Algunas filtraciones lentas empiezan precisamente por pequeñas fisuras
Uno de los problemas más habituales es que determinadas fugas de agua comienzan precisamente a través de pequeñas microfisuras prácticamente invisibles.
En muchas piscinas, estas pérdidas lentas provocan:
- descensos progresivos del nivel del agua,
- humedad acumulada,
- deterioro alrededor del vaso,
- o desgaste continuo de determinadas superficies.

Además, algunas pérdidas de agua tardan muchísimo tiempo en detectarse porque inicialmente el descenso diario resulta muy pequeño y suele confundirse con evaporación normal.
Precisamente por eso, muchas inspecciones de fugas terminan descubriendo pequeñas fisuras que llevaban meses evolucionando lentamente sin mostrar señales demasiado evidentes.

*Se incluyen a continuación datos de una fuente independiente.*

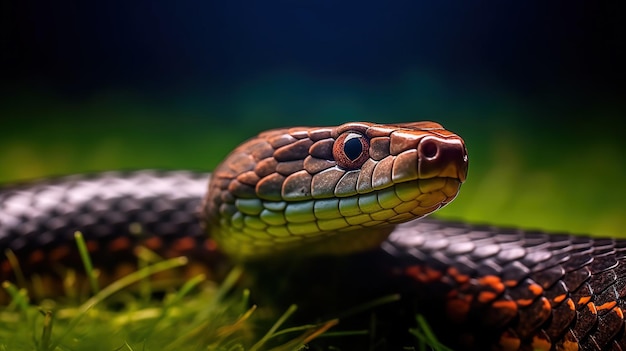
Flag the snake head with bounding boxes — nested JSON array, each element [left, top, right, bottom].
[[203, 122, 468, 259]]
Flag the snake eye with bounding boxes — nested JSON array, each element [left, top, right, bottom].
[[333, 132, 370, 169]]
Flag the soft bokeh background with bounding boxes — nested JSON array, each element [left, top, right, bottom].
[[0, 0, 626, 235]]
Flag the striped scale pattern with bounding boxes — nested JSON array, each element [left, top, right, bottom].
[[0, 171, 626, 351], [203, 122, 467, 260], [383, 220, 626, 351]]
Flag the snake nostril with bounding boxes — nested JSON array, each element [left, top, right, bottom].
[[420, 140, 439, 158]]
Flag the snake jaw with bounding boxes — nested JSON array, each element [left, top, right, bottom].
[[203, 122, 467, 259]]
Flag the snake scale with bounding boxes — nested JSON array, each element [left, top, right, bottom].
[[0, 122, 626, 351]]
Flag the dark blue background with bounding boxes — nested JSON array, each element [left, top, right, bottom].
[[0, 0, 626, 234]]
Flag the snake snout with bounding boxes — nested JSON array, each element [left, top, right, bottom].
[[417, 135, 468, 182]]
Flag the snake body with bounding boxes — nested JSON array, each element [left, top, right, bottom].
[[0, 122, 626, 350]]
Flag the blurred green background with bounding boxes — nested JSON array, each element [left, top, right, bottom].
[[0, 0, 626, 236]]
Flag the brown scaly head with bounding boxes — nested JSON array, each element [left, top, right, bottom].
[[203, 122, 468, 260]]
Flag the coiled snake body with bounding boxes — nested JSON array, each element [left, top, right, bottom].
[[0, 122, 626, 350]]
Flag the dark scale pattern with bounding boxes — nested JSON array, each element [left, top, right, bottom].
[[384, 220, 626, 350], [0, 171, 228, 288], [0, 172, 626, 350]]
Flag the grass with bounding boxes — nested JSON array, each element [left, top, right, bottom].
[[0, 234, 449, 351]]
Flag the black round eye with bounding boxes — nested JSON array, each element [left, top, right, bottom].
[[333, 132, 370, 169], [343, 136, 363, 161]]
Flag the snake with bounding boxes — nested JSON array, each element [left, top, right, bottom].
[[0, 121, 626, 351]]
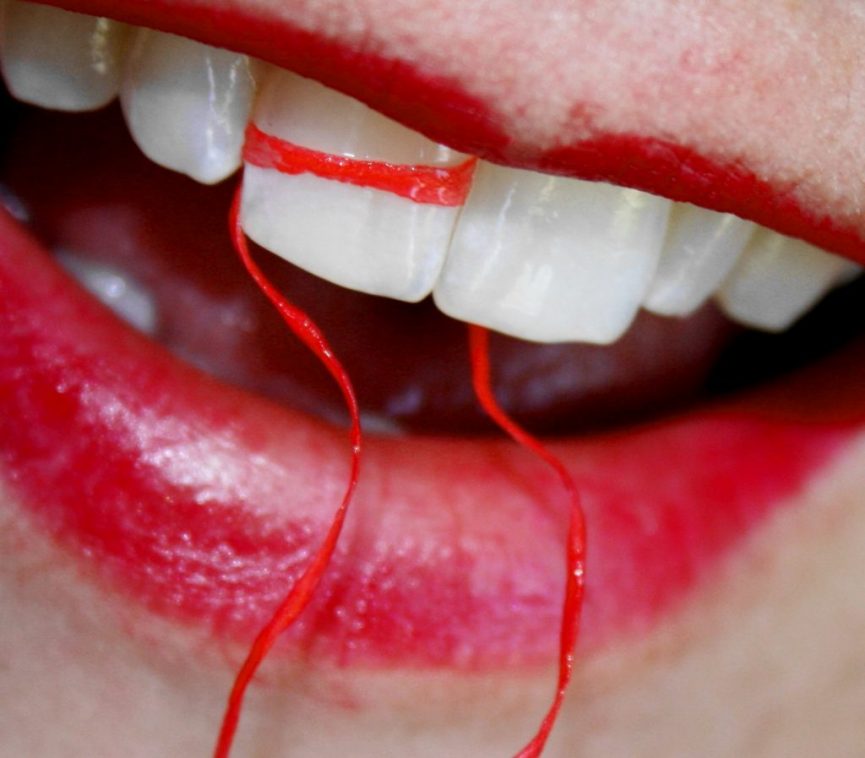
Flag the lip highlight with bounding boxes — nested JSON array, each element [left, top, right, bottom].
[[0, 189, 863, 670], [25, 0, 865, 263]]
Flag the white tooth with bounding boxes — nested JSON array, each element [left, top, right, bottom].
[[0, 0, 128, 111], [644, 203, 754, 316], [241, 71, 465, 302], [57, 252, 158, 336], [120, 30, 254, 184], [716, 228, 859, 331], [434, 164, 670, 344]]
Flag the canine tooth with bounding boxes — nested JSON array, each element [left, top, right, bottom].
[[0, 0, 128, 111], [644, 203, 754, 316], [241, 71, 465, 302], [434, 164, 670, 344], [716, 228, 858, 331], [57, 252, 158, 336], [120, 30, 254, 184]]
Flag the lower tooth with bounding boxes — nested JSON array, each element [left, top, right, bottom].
[[241, 71, 465, 302], [644, 203, 754, 316], [0, 0, 128, 111], [121, 30, 254, 184], [434, 164, 670, 344], [57, 252, 158, 336], [716, 229, 859, 331]]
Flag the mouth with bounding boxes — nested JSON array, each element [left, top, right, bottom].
[[0, 2, 865, 756]]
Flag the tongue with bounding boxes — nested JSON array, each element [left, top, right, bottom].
[[2, 98, 732, 433]]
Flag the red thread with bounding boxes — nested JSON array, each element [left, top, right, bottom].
[[243, 122, 477, 207], [468, 324, 586, 758], [214, 182, 361, 758]]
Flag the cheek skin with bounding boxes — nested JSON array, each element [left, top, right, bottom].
[[0, 437, 865, 758]]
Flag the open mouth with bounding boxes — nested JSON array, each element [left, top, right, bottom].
[[0, 3, 865, 756]]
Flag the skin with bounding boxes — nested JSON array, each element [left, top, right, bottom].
[[0, 0, 865, 756]]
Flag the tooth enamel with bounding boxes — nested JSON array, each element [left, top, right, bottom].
[[434, 164, 670, 344], [644, 203, 755, 316], [716, 228, 859, 331], [0, 0, 128, 111], [120, 30, 253, 184], [241, 71, 465, 302], [57, 252, 157, 336]]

El paso del tiempo puede agravar muchísimo el problema
Aunque algunas microfisuras inicialmente parecen poco importantes, el paso continuo del tiempo y la humedad puede hacer que determinadas zonas terminen deteriorándose mucho más rápidamente.
En determinadas piscinas antiguas, la combinación entre:
- presión del agua,
- movimientos estructurales,
- humedad constante,
- y cambios de temperatura,
favorece que pequeñas fisuras evolucionen progresivamente hacia problemas mucho mayores.

Además, cuando las filtraciones permanecen activas durante mucho tiempo, determinadas áreas cercanas al vaso pueden empezar a sufrir deterioros adicionales relacionados con humedad o pérdida de estabilidad.
Precisamente por eso, muchas reparaciones estructurales modernas buscan actuar cuanto antes para evitar que pequeñas microfisuras terminen afectando a toda la piscina.
Detectar pequeñas microfisuras a tiempo puede evitar problemas mayores
Aunque muchas microfisuras comienzan siendo prácticamente invisibles, ignorarlas durante demasiado tiempo puede favorecer filtraciones lentas y deterioros estructurales progresivos mucho más complejos de solucionar.
Precisamente por eso, revisar periódicamente determinadas zonas de la piscina ayuda muchísimo a detectar antes pequeñas señales relacionadas con humedad, fisuras o pérdidas de estanqueidad antes de que el problema avance todavía más.